LOS ANGELES — Dwight Gayles wanted his daughter Aaliyah to be tough. So he gave her a rule: No crying in defeat or failure. Tears, he said, were for victories.
Dwight wanted to demonstrate toughness, too. So he established a second rule, which they shared: No crying in front of each other — ever.
For Dwight, that meant slipping on a pair of sunglasses when he let go of Aaliyah’s bicycle seat and watched her wobble down the street on her own for the first time or when she moved across the stage at her high school graduation.
For Aaliyah, it meant gulping down the frustration when Dwight backed her down in their driveway, dominating her in one-on-one games when she was only in middle school. It meant biting her lip when she suffered from turf toe or a pulled calf or a fractured ankle. It made her so equanimous that even as she rose to become a top-10 basketball recruit in the country, even as she committed to her dream college, even as she became the first Las Vegas prospect in more than a decade to be selected for the McDonald’s all-American game, she never shed a tear. She didn’t want to cry until she had achieved that ultimate victory: playing in the WNBA.
The rule did make Aaliyah tough, too.
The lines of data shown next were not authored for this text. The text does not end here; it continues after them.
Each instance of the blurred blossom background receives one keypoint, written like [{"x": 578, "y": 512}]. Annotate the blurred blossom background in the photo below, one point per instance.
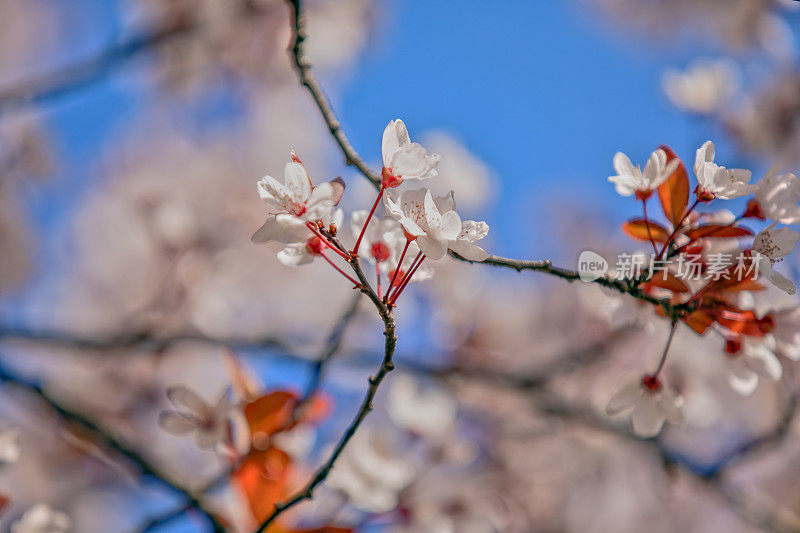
[{"x": 132, "y": 134}]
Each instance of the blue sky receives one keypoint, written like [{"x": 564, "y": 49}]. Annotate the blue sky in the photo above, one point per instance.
[{"x": 542, "y": 92}]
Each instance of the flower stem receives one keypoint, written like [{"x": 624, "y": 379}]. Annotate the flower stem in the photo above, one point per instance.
[
  {"x": 408, "y": 277},
  {"x": 396, "y": 270},
  {"x": 366, "y": 223},
  {"x": 342, "y": 272}
]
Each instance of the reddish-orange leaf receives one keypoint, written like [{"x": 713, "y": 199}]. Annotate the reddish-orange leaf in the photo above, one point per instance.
[
  {"x": 718, "y": 231},
  {"x": 271, "y": 413},
  {"x": 674, "y": 192},
  {"x": 263, "y": 477},
  {"x": 667, "y": 280},
  {"x": 698, "y": 320},
  {"x": 638, "y": 229}
]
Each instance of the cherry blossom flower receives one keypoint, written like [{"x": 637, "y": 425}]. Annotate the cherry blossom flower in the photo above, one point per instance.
[
  {"x": 428, "y": 411},
  {"x": 371, "y": 472},
  {"x": 776, "y": 198},
  {"x": 703, "y": 87},
  {"x": 770, "y": 246},
  {"x": 210, "y": 424},
  {"x": 294, "y": 203},
  {"x": 9, "y": 446},
  {"x": 382, "y": 238},
  {"x": 747, "y": 361},
  {"x": 471, "y": 231},
  {"x": 786, "y": 332},
  {"x": 404, "y": 160},
  {"x": 652, "y": 403},
  {"x": 630, "y": 179},
  {"x": 309, "y": 245},
  {"x": 42, "y": 519},
  {"x": 715, "y": 181}
]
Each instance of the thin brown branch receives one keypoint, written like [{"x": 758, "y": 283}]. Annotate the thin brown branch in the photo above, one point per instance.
[{"x": 374, "y": 382}]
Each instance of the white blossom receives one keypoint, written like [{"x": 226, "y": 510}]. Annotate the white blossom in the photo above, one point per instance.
[
  {"x": 42, "y": 519},
  {"x": 770, "y": 246},
  {"x": 210, "y": 424},
  {"x": 652, "y": 403},
  {"x": 703, "y": 87},
  {"x": 294, "y": 203},
  {"x": 371, "y": 472},
  {"x": 778, "y": 195},
  {"x": 9, "y": 446},
  {"x": 717, "y": 181},
  {"x": 403, "y": 159},
  {"x": 308, "y": 246},
  {"x": 751, "y": 362},
  {"x": 630, "y": 179},
  {"x": 428, "y": 411}
]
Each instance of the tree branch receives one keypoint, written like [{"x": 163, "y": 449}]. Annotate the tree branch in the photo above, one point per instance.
[{"x": 100, "y": 435}]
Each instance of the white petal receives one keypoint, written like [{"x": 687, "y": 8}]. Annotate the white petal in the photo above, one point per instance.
[
  {"x": 184, "y": 397},
  {"x": 626, "y": 396},
  {"x": 648, "y": 416},
  {"x": 176, "y": 423}
]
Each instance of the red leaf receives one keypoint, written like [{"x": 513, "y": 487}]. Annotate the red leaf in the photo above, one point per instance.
[
  {"x": 718, "y": 231},
  {"x": 667, "y": 280},
  {"x": 699, "y": 321},
  {"x": 638, "y": 229},
  {"x": 674, "y": 192}
]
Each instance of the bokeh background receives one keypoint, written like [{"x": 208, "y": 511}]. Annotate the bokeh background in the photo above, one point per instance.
[{"x": 131, "y": 137}]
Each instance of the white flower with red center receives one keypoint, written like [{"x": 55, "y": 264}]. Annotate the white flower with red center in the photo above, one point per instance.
[
  {"x": 776, "y": 198},
  {"x": 422, "y": 222},
  {"x": 703, "y": 87},
  {"x": 42, "y": 518},
  {"x": 403, "y": 159},
  {"x": 210, "y": 424},
  {"x": 382, "y": 238},
  {"x": 294, "y": 203},
  {"x": 428, "y": 411},
  {"x": 631, "y": 179},
  {"x": 786, "y": 332},
  {"x": 471, "y": 231},
  {"x": 715, "y": 181},
  {"x": 652, "y": 404},
  {"x": 770, "y": 246},
  {"x": 309, "y": 245},
  {"x": 9, "y": 446},
  {"x": 747, "y": 361}
]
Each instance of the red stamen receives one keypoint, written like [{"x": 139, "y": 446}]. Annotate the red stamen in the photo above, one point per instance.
[{"x": 366, "y": 223}]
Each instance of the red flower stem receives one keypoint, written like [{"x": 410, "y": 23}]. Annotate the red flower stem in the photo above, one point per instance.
[
  {"x": 366, "y": 223},
  {"x": 342, "y": 272},
  {"x": 405, "y": 275},
  {"x": 677, "y": 227},
  {"x": 396, "y": 270},
  {"x": 378, "y": 275},
  {"x": 326, "y": 242},
  {"x": 407, "y": 279},
  {"x": 647, "y": 222},
  {"x": 666, "y": 350}
]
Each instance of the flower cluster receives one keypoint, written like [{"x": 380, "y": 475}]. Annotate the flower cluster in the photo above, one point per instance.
[
  {"x": 715, "y": 294},
  {"x": 305, "y": 219}
]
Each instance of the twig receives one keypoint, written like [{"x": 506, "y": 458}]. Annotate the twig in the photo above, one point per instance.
[
  {"x": 103, "y": 437},
  {"x": 374, "y": 381},
  {"x": 323, "y": 104}
]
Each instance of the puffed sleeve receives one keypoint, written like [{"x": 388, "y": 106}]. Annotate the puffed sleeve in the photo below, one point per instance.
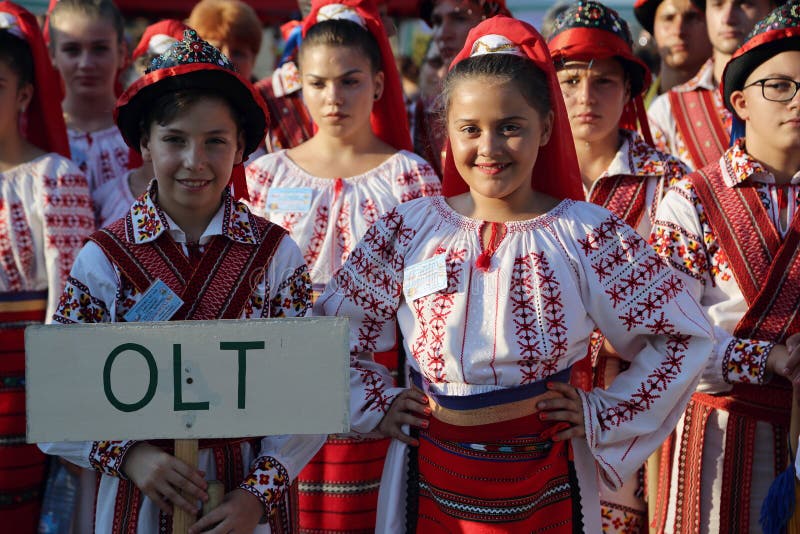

So tough that in April of this year, when nine bullets ripped 18 holes through her arms and legs, fracturing bones and wrecking blood vessels, she didn’t scream or shout or cry. As the blood drained from her body, she fought the urge to fall asleep and slip away. And when the paramedics arrived and cut away her clothes, exposing her in front of friends and strangers, she even managed to let out a laugh.
The next morning, at the hospital, after the pain medicine and donated blood had coursed through her veins, after the splints had stabilized every extremity she has, after the vascular surgery stopped her from losing her left leg, she saw Dwight for the first time.
“Dad,” she said, her voice a weak whisper beneath the breathing tube and the beeps of the machines monitoring her vital signs. “I didn’t cry.”